I have a points dataset. I want to identify the cluster area first, and then, find the center of this cluster area.

I was thinking to use "K-Means", but I'm working on a single cluster, so I believe this method is not fitting with my case.

Now, I'm thinking to use either "Mean Center" or "Median Center" tool after identifying the cluster area by using the "Optimized Hot Spot Analysis". However, I'm confused between the mean and median. I'm dealing with only locations without any required weights, which means that I just want to find the center location of the points.

Which one of the two methods is the most proper and accurate for my case?

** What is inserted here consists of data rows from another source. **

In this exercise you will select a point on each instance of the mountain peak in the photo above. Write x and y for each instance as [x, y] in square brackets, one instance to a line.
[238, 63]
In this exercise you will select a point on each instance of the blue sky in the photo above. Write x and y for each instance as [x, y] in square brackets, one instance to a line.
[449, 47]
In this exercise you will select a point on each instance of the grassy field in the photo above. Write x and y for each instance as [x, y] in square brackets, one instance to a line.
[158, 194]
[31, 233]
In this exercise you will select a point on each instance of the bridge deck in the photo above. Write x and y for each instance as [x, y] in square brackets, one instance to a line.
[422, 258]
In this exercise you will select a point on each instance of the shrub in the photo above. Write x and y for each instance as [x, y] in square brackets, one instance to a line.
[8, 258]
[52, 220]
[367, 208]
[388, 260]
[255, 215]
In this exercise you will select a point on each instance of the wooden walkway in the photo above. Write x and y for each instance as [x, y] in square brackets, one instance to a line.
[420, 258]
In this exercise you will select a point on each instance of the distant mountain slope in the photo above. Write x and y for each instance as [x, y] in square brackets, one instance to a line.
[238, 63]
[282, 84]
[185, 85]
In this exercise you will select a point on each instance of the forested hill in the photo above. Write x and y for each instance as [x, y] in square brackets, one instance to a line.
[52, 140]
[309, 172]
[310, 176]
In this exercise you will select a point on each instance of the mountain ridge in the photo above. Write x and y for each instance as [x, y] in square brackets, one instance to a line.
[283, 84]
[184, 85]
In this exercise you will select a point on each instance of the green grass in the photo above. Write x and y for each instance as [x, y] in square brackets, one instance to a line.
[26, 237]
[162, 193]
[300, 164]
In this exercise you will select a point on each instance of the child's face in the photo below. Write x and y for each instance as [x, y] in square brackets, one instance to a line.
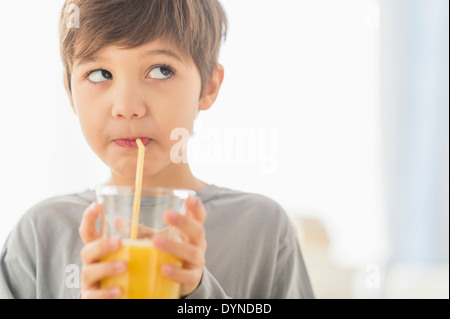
[144, 92]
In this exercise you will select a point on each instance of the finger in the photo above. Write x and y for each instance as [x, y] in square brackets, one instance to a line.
[123, 226]
[189, 226]
[94, 251]
[87, 229]
[93, 273]
[192, 255]
[194, 207]
[110, 293]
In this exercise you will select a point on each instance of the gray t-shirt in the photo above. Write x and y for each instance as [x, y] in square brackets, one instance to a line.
[252, 250]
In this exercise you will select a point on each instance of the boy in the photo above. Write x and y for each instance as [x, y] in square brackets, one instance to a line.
[142, 69]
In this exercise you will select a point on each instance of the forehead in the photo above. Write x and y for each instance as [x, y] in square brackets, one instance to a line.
[153, 48]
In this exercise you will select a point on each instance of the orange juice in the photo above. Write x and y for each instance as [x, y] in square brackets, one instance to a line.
[143, 279]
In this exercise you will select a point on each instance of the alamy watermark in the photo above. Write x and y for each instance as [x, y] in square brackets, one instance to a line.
[73, 19]
[258, 147]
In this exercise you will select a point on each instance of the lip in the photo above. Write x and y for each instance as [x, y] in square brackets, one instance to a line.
[130, 142]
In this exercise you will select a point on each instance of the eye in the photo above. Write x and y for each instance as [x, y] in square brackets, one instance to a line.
[98, 76]
[161, 72]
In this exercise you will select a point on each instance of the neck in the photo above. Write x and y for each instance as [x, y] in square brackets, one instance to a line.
[173, 176]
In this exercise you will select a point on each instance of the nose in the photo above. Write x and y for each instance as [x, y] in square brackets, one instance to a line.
[128, 104]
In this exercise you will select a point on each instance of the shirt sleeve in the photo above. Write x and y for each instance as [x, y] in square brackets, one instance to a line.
[209, 288]
[291, 280]
[16, 281]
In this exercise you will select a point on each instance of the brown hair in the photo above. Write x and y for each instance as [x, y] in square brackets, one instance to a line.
[194, 27]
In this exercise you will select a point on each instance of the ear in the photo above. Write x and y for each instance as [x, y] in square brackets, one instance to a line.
[212, 89]
[69, 93]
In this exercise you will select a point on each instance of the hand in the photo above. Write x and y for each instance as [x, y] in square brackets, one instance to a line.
[96, 248]
[191, 250]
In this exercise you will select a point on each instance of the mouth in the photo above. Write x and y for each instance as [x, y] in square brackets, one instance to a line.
[130, 143]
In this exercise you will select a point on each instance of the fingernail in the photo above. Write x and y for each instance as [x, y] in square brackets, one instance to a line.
[114, 242]
[194, 200]
[172, 216]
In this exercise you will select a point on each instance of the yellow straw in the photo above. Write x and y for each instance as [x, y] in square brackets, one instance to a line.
[138, 188]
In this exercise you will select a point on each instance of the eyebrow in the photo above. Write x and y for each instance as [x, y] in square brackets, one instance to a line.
[165, 52]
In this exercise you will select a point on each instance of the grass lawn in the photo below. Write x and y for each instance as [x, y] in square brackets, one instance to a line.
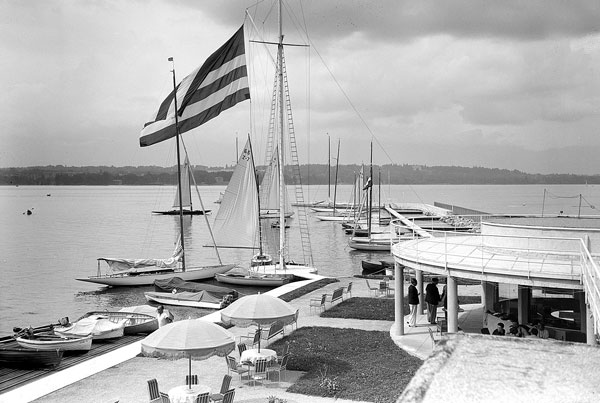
[376, 308]
[348, 363]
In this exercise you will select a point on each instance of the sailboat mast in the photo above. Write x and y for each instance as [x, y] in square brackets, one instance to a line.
[369, 219]
[178, 166]
[328, 168]
[281, 145]
[260, 250]
[337, 165]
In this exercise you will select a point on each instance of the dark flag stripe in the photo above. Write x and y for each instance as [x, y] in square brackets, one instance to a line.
[196, 120]
[220, 83]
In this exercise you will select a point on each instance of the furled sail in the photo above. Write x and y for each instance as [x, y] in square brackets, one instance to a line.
[269, 190]
[141, 265]
[186, 190]
[236, 223]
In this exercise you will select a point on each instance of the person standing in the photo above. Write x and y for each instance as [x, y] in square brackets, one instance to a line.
[413, 302]
[432, 297]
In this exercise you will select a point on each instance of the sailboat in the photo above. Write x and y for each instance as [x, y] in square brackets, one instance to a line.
[281, 130]
[186, 195]
[269, 191]
[372, 241]
[237, 224]
[184, 109]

And why?

* I read a lot about them, but I couldn't find the answer for my case.

* In the attachment, you can see the dataset and the cluster area marked by the red circle.

Thank you in advance

1 Solution

Accepted Solutions
MVP Emeritus

the mean center is going to be the arithmetic average of the coordinates which will be influenced to a greater degree than the median because of that outlier to the right/east The median can be calculated in several ways, but typically it is the middle value of the ranked X and Y coordinates, hence, outliers have less impact on the value.  If you are looking to get your measure of centrality in the ellipse you have identified, there is no guarantee that you will get it with either measure.  In such cases where you have outliers, one can use a trim mean which looks at 95% of the data points with 2.5% trimmed off the extremes from the sorted list of X and Y, this is not implemented in ArcMap.

Other alternatives, although less employeed, would be to produce a Delaunay triangulation (TIN) and determine the area of the triangles.  A sorted list of their areas would identify areas  from which you could select the points as candidates for the mean or median, after trimming the triangle list so that 90% or so of the area is represented..  You can do the same with successive removals of convex hulls.  determine the convex hull, remove the points on the hull and recalculate until you are left with a certain percentage of area (perhaps 90% or even 50%)

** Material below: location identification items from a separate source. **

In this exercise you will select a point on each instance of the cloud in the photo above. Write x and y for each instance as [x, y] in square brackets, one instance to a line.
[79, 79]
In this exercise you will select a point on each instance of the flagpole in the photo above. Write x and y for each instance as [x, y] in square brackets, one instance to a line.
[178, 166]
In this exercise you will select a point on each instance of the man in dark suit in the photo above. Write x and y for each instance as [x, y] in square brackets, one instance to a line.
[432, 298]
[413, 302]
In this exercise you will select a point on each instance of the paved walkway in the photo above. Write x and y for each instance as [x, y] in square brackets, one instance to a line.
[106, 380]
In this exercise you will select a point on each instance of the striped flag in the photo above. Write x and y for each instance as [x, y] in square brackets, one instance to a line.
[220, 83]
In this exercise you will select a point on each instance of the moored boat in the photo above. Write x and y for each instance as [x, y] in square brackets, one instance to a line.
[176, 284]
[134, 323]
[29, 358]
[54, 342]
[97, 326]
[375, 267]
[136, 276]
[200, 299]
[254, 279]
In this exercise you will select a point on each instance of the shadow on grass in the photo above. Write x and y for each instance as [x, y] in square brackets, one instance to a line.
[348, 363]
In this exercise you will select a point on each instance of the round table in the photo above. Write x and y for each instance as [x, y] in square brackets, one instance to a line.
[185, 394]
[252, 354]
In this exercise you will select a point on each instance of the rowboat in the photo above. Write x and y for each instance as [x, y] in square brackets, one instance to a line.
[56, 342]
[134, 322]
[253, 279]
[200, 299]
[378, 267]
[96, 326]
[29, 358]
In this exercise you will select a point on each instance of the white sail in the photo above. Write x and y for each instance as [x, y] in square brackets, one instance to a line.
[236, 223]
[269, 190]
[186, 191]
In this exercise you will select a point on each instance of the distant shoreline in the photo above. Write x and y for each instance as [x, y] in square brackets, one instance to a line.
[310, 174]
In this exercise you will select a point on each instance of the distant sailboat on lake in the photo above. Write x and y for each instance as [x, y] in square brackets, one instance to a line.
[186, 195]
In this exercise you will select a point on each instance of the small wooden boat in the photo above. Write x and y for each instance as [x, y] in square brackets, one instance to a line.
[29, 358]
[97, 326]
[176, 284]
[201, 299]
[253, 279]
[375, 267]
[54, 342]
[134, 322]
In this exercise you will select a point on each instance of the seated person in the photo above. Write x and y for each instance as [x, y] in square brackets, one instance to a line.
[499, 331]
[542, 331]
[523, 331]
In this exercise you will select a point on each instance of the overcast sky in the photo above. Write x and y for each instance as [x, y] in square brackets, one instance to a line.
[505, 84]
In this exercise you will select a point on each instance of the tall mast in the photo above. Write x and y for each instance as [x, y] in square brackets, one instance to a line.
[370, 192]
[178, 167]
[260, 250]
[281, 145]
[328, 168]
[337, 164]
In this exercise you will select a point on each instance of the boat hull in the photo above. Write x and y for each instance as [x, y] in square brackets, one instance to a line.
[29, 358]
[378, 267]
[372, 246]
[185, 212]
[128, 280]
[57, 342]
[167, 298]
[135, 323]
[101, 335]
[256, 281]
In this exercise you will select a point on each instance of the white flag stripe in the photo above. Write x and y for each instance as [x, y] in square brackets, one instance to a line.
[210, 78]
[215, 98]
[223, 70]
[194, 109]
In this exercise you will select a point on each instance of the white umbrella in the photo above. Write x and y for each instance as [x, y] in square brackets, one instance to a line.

Centrality has no 'accurate' measure, only 'best'... so in short, go with the median, or if you want to trim, do a trim median.

Other options are possible but more esoteric.

3 Replies
MVP Emeritus

the mean center is going to be the arithmetic average of the coordinates which will be influenced to a greater degree than the median because of that outlier to the right/east The median can be calculated in several ways, but typically it is the middle value of the ranked X and Y coordinates, hence, outliers have less impact on the value.  If you are looking to get your measure of centrality in the ellipse you have identified, there is no guarantee that you will get it with either measure.  In such cases where you have outliers, one can use a trim mean which looks at 95% of the data points with 2.5% trimmed off the extremes from the sorted list of X and Y, this is not implemented in ArcMap.

Other alternatives, although less employeed, would be to produce a Delaunay triangulation (TIN) and determine the area of the triangles.  A sorted list of their areas would identify areas  from which you could select the points as candidates for the mean or median, after trimming the triangle list so that 90% or so of the area is represented..  You can do the same with successive removals of convex hulls.  determine the convex hull, remove the points on the hull and recalculate until you are left with a certain percentage of area (perhaps 90% or even 50%)

Centrality has no 'accurate' measure, only 'best'... so in short, go with the median, or if you want to trim, do a trim median.

Other options are possible but more esoteric.

MVP Regular Contributor

The Directional Distribution tool (Directional Distribution (Standard Deviational Ellipse)—Help | ArcGIS for Desktop ) might help eliminate the outliers.  It also provides the centroid coordinates of the ellipse indicating the distribution.

MVP Emeritus

Yes that is one of the possibilities, although affected by outliers as well, it would perform a point based approach. The reducing convex hulls would produce similar results as the SDE, but would be areal based rather than distance to centrality based.  As indicated, there is no 'ONE' measure of centrality.  For instance, you could construct a Spanning Tree http://www.arcgis.com/home/item.html?id=6ce9db93533345e49350d30a07fc913a  and find the middle point of the tree which would represent the place which minimizes the connectedness of all points.

Bounding Containers with central measure in a minimum area bounding rectangle or

Voronoi/Delaunay could be used if one wanted to peal away the outer layers of a voronoi or delaunay triangulation and find the center of mass/area.